Muñoz and his team delivered their somewhat inconclusive report in April 2010. Events continued apace. In 2008, Pervez Musharraf was impeached and went into exile. In 2011 the Rawalpindi court issued a subpoena for his arrest for failing to provide adequate security to Bhutto, and the antiterrorist court charged former chief of police Aziz with criminal conspiracy to murder. In 2012 Interior Minister Malik presented the “final investigation report” by Pakistan’s Federal Investigation Agency, which named a staggering twenty-seven terrorist groups as being involved in the murder. At the end of that year Pakistan’s Dawn newspaper characterized the judicial investigations with disappointment: “Repeated and unending investigations, indifferent lawyers, a chaotic judicial system and a government that really didn’t care, have all ensured that Benazir Bhutto’s trial is going nowhere.”
Muñoz describes the byzantine inner workings of Pakistani politics clearly and gives us a good feel for this consummately weird political culture. He is less convincing when it comes to his assessment of Bhutto’s own possibilities, still unfulfilled at the time of her death at the age of fifty-four. “Very likely,” he posits hopefully, “she would have sought to diminish tension with India, rein in the ISI, protect the rights of secular minorities, and advocate peace talks with the Taliban much earlier than is now rumored and recognized as necessary. Perhaps she would have moved gradually to strengthen civilian institutions, reducing the army’s role in politics.”

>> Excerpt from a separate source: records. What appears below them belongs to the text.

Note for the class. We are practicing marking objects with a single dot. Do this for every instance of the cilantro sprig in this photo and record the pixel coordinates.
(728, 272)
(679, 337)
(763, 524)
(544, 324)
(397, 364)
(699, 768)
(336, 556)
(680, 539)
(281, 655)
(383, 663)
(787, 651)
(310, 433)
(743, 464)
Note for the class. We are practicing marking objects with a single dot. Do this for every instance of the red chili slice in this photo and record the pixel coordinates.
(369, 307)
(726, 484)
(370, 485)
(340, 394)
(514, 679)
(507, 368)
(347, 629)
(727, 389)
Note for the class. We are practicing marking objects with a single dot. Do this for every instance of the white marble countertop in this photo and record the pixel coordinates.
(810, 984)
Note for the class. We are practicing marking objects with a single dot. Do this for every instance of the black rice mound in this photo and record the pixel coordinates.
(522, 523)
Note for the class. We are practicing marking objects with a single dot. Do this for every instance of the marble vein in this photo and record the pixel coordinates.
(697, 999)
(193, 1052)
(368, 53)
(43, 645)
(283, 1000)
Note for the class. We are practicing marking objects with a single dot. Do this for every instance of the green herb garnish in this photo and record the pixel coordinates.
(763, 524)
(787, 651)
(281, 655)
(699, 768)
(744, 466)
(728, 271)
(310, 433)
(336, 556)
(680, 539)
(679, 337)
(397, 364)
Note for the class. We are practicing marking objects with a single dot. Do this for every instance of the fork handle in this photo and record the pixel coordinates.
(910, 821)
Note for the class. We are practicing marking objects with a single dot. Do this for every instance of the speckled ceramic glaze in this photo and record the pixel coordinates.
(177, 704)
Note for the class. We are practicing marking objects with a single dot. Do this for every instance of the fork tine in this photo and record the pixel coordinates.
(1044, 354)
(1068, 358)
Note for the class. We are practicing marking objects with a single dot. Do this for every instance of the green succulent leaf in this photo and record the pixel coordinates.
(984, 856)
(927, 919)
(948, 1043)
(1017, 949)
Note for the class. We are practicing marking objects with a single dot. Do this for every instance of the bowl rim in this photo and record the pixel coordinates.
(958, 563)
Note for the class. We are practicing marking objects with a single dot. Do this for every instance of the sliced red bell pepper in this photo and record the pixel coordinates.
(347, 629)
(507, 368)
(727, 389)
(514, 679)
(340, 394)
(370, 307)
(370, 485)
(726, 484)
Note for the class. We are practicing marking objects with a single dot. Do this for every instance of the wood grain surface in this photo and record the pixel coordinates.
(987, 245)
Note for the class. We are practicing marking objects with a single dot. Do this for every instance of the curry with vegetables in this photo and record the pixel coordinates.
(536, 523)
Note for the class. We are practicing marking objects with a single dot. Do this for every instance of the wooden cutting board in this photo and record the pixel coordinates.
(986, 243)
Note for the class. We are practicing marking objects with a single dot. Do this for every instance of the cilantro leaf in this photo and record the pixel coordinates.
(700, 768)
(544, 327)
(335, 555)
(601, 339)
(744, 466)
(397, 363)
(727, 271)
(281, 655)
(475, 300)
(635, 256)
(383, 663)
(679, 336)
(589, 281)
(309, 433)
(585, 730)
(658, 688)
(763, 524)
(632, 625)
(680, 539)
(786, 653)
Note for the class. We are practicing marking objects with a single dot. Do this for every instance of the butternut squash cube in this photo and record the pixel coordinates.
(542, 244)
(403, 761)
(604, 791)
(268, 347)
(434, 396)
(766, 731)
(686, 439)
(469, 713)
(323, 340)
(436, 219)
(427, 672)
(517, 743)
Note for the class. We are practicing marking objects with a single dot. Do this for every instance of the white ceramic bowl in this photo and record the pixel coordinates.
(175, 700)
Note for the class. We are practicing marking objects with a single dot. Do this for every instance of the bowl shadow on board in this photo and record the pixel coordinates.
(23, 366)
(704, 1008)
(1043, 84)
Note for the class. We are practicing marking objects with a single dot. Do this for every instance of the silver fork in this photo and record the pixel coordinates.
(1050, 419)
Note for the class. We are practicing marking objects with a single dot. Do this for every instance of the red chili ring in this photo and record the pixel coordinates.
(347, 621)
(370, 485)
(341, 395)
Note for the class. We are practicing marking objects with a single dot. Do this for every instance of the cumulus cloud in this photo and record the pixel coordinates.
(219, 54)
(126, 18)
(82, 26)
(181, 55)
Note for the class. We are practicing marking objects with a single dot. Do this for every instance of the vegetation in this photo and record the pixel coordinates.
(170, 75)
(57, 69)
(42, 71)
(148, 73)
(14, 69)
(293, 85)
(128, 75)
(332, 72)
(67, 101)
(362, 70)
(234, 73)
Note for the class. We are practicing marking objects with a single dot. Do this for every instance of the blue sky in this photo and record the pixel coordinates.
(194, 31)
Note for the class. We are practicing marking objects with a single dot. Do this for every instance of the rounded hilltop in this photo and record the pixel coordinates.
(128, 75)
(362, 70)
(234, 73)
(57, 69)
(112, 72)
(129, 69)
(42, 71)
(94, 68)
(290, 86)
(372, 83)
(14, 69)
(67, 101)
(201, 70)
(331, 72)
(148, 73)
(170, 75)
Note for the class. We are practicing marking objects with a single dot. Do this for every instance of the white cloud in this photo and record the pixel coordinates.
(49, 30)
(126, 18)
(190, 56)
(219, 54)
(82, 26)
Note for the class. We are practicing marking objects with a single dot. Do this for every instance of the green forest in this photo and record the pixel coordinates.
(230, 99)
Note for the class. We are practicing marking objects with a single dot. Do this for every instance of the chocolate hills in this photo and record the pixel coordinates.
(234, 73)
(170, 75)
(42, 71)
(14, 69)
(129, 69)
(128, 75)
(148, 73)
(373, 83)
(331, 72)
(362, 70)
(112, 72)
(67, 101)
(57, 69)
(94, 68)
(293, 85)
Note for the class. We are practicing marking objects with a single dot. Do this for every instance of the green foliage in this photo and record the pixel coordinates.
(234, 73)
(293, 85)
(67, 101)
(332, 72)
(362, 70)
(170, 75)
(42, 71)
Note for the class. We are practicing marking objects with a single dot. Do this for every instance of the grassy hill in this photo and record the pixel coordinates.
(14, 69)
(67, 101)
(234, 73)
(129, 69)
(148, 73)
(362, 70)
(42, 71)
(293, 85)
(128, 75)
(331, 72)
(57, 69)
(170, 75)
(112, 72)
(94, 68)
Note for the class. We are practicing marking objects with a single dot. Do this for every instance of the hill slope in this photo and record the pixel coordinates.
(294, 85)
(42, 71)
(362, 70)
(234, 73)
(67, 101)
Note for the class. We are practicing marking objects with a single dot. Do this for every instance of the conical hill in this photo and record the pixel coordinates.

The question of just how she might have succeeded where no leader before her has done he leaves unexplored. So far from attempting to tame the army and the ISI, Bhutto during her two terms showed a disturbing willingness to compromise with them if it meant she could stay in office and enrich herself and her family. Her last will and testament, in which she disposed of the PPP like a family possession (leaving it to her son Bilawal and to her husband until Bilawal should be old enough to take it over) reveals a woman who saw herself not as a public servant — much less a socialist one! — but as a hereditary monarch.